フィギュアスケート、氷上の華BACK NUMBER
高橋大輔、“絶望”からのソチ五輪。
仲間たちの思いを胸に、エースは甦る。
text by
田村明子Akiko Tamura
photograph byAsami Enomoto
posted2013/12/24 11:50
フリーの演技で右手から血を流した高橋。「人生でこんなに悔しい思いをしたことがなかった」と、代表発表の前の晩は寝られなかった。
ソチ五輪代表選抜の条件とは何だったのか?
2013年6月に日本スケート連盟が発表した五輪代表選手の選考基準には、3つの条件があった。
その1が、全日本選手権優勝者。優勝すれば無条件で内定というのは米国などと同じだ。
その2は、全日本で2位、3位の選手と、GPファイナルの日本人表彰台最上位者から選考。
そしてその3は、全日本終了時点での世界ランキング、ISUシーズンベストスコアの日本人上位3名選手の中から選考、というものである。
3つ目の条件は、明らかに万が一トップ選手が運悪く全日本選手権で体調を崩した場合に備えての救済策である。世界で戦っていくためには全日本の一発勝負だけで最良のチームを選抜できるとは限らず、過去の五輪でもこういった幅を持たせる代表枠は設定されていた。
苦しい選択を迫られた日本スケート連盟。
GPファイナルで初優勝、全日本でもタイトルを守った羽生結弦の代表決定は文句なしである。2位の町田樹はファイナルでこそメダルを逃したものの、GPシリーズ2戦で優勝して現在ISUランキングでは日本選手の中では高橋に次いで3位。シーズン最高スコアでも織田をわずかに上回って日本男子で3番目に高いスコアを出している。彼の代表決定も、順当な選択と言える。

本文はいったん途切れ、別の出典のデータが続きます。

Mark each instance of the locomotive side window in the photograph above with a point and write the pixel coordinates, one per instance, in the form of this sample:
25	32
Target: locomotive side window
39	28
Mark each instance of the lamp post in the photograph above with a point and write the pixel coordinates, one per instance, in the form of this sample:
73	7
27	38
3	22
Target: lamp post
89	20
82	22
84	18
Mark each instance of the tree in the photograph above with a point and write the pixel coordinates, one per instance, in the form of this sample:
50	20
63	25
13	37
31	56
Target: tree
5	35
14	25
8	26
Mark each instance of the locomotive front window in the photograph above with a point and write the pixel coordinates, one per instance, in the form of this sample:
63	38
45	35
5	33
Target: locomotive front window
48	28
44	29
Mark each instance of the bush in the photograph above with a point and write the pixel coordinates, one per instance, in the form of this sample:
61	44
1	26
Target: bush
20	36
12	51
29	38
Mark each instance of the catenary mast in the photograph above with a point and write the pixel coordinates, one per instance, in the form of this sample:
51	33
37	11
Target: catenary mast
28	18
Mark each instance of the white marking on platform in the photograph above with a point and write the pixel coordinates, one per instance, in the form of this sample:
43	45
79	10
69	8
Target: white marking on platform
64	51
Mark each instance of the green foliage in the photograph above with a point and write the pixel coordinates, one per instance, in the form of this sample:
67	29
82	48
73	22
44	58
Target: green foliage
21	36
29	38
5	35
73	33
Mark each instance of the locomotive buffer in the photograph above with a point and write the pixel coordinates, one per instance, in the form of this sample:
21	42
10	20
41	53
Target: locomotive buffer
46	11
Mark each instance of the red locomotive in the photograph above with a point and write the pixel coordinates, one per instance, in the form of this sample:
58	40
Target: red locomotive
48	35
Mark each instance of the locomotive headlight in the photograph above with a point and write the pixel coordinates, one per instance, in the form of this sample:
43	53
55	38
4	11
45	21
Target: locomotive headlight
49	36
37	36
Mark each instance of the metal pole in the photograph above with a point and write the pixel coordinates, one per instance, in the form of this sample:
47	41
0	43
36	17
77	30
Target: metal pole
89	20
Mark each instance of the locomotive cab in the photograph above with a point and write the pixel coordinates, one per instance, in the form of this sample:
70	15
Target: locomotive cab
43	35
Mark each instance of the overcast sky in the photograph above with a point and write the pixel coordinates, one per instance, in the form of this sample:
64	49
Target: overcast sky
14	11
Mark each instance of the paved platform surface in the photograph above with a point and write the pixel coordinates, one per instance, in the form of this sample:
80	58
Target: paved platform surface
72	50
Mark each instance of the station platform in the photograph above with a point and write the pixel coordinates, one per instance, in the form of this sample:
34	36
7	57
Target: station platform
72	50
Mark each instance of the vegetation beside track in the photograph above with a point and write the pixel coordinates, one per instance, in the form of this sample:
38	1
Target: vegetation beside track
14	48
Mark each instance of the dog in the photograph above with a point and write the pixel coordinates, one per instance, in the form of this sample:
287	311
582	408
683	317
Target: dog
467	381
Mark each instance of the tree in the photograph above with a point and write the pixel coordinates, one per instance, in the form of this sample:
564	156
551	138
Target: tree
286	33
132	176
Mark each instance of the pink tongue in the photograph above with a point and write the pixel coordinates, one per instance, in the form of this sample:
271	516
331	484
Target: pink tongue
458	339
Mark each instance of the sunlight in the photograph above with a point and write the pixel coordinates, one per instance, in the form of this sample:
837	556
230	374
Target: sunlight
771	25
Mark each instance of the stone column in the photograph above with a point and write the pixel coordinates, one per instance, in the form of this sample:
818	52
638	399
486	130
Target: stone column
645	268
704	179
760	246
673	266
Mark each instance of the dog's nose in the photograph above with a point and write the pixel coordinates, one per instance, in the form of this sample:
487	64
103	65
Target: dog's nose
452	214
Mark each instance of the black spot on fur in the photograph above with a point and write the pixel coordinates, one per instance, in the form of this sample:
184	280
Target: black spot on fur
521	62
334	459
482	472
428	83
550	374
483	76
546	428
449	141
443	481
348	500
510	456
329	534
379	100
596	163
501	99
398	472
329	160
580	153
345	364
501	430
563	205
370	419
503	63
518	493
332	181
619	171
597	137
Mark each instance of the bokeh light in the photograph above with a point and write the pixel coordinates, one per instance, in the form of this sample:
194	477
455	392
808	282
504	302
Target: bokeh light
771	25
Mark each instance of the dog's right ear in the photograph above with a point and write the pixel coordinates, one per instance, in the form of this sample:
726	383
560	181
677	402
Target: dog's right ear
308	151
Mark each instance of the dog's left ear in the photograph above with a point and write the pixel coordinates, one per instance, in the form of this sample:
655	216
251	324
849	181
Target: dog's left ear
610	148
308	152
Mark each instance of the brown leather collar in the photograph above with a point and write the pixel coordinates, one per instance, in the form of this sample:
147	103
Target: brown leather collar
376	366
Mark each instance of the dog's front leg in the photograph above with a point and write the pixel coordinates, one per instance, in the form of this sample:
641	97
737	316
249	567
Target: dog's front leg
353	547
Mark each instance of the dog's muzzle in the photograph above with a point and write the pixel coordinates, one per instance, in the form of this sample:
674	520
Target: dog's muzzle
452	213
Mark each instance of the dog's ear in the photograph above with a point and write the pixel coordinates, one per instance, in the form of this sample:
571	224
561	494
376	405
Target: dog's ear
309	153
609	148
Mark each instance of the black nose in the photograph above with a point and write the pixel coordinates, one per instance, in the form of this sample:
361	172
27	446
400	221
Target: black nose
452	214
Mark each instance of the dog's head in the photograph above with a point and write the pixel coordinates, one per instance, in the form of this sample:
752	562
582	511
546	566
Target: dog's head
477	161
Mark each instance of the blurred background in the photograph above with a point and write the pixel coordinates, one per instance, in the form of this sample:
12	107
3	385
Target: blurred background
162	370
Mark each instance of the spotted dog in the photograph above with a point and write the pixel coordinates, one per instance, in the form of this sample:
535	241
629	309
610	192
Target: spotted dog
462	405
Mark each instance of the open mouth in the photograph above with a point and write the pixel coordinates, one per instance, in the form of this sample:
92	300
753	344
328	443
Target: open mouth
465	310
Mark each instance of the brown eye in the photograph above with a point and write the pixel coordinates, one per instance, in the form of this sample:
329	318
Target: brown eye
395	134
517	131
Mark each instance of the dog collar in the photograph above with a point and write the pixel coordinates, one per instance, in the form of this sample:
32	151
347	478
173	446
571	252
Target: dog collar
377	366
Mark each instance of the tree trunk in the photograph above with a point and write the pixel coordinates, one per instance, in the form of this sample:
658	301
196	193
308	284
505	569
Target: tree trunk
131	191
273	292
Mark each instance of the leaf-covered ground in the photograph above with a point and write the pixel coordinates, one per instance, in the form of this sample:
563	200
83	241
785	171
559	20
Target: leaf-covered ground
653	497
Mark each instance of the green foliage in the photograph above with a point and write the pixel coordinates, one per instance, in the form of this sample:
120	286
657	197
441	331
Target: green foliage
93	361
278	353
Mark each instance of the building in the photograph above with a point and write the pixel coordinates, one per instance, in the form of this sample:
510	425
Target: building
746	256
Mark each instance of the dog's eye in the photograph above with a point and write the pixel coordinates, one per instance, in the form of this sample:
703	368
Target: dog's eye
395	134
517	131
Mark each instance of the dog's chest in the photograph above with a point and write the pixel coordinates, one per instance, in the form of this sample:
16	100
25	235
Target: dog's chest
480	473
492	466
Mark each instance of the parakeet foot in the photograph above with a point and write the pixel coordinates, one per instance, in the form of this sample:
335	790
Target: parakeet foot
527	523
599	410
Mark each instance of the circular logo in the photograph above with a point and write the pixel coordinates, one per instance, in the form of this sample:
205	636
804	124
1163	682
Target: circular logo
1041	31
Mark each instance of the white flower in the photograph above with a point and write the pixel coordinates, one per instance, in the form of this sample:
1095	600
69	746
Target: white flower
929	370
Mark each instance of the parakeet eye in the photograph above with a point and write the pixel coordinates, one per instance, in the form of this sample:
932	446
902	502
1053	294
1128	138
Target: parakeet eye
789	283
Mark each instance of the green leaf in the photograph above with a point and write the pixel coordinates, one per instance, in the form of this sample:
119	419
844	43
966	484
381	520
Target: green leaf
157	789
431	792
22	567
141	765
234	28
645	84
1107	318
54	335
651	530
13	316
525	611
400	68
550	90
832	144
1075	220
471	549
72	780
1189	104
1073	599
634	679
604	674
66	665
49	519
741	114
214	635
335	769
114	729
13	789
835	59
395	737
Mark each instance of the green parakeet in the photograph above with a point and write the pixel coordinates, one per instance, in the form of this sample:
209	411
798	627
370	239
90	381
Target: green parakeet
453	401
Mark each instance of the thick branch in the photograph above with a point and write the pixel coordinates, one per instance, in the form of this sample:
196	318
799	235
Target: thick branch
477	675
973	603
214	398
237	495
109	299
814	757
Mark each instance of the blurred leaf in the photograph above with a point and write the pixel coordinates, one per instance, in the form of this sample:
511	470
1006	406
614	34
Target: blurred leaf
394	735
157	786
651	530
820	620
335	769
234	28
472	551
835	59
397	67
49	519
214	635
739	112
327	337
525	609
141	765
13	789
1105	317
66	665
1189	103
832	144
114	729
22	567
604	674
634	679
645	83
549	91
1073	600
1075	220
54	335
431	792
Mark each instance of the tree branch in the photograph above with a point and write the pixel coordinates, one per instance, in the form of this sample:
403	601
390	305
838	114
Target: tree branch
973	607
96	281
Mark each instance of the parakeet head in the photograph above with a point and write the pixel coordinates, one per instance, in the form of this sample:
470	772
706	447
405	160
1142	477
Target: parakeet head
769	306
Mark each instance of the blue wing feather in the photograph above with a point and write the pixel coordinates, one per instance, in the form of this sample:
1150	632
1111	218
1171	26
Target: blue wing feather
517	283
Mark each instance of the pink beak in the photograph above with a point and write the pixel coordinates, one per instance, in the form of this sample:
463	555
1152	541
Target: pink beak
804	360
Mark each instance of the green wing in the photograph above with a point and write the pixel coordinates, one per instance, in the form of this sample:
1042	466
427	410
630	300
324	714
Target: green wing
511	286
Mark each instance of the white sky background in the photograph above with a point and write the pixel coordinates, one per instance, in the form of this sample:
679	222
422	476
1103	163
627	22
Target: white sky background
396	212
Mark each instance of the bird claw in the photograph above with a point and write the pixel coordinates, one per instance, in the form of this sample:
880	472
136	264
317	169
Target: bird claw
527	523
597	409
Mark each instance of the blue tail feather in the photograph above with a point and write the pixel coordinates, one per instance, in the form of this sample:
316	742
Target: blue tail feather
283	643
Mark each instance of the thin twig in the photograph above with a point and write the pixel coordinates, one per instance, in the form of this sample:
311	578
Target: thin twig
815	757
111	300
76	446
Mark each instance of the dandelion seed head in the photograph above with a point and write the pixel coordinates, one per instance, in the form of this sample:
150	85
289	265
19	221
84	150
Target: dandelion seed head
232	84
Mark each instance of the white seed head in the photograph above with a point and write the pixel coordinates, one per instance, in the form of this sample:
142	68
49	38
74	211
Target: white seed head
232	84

残る1枠を誰にするのかというのが、日本スケート連盟に迫られた苦しい決断だった。
高橋大輔はバンクーバー五輪で銅メダルを手にし、そして日本男子では唯一、世界選手権とGPファイナルの両方のタイトルを手にした選手である。今シーズンもNHK杯で優勝し、羽生に次いで2番目に高いシーズンスコアを出している。負傷さえなければ、今季もGPファイナルに進出していた。世界的スタンダードで考えても、これほどの選手を五輪代表からはずすことなど、ありえなかっただろう。